In deze zaak heeft de rechtbank Den Haag op 30 mei 2022 uitspraak gedaan in een beroep tegen een boete die was opgelegd aan een particuliere beveiligingsorganisatie wegens overtredingen van de Wet particuliere beveiligingsorganisaties en recherchebureaus (Wpbr). De eiser, die als eenmanszaak een particuliere beveiligingsorganisatie exploiteert, kreeg een boete van € 10.000,- opgelegd omdat hij drie werknemers had laten werken zonder de benodigde politietoestemming. De rechtbank heeft het beroep gegrond verklaard en het bestreden besluit vernietigd voor zover het de hoogte van de boete betreft. De rechtbank heeft de boete vastgesteld op € 8.000,-.

De rechtbank heeft vastgesteld dat de eiser niet voldoende had aangetoond dat hij geen overtredingen had begaan.
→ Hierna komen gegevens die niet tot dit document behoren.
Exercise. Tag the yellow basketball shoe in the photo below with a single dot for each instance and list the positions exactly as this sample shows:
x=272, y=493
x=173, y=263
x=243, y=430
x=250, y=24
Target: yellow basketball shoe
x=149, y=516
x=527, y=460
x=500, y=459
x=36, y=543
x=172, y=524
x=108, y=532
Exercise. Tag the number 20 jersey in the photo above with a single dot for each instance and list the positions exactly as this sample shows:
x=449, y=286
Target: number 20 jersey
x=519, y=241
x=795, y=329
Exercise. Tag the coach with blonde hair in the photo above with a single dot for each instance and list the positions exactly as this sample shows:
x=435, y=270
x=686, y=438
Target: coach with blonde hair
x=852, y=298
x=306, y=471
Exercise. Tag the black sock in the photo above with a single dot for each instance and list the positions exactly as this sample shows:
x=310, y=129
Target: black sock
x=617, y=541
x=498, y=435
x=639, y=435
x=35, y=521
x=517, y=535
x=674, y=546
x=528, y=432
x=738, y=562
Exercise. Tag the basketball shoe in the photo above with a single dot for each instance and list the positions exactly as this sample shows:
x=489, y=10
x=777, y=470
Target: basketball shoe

Eiser voerde aan dat hij niet op de hoogte was van de noodzaak van politietoestemming voor de werknemers, maar de rechtbank oordeelde dat het aan eiser was om op de hoogte te zijn van de wet- en regelgeving. De rechtbank oordeelde ook dat de boete niet verder gematigd kon worden, omdat eiser niet had aangetoond dat de boete disproportionele financiële gevolgen had.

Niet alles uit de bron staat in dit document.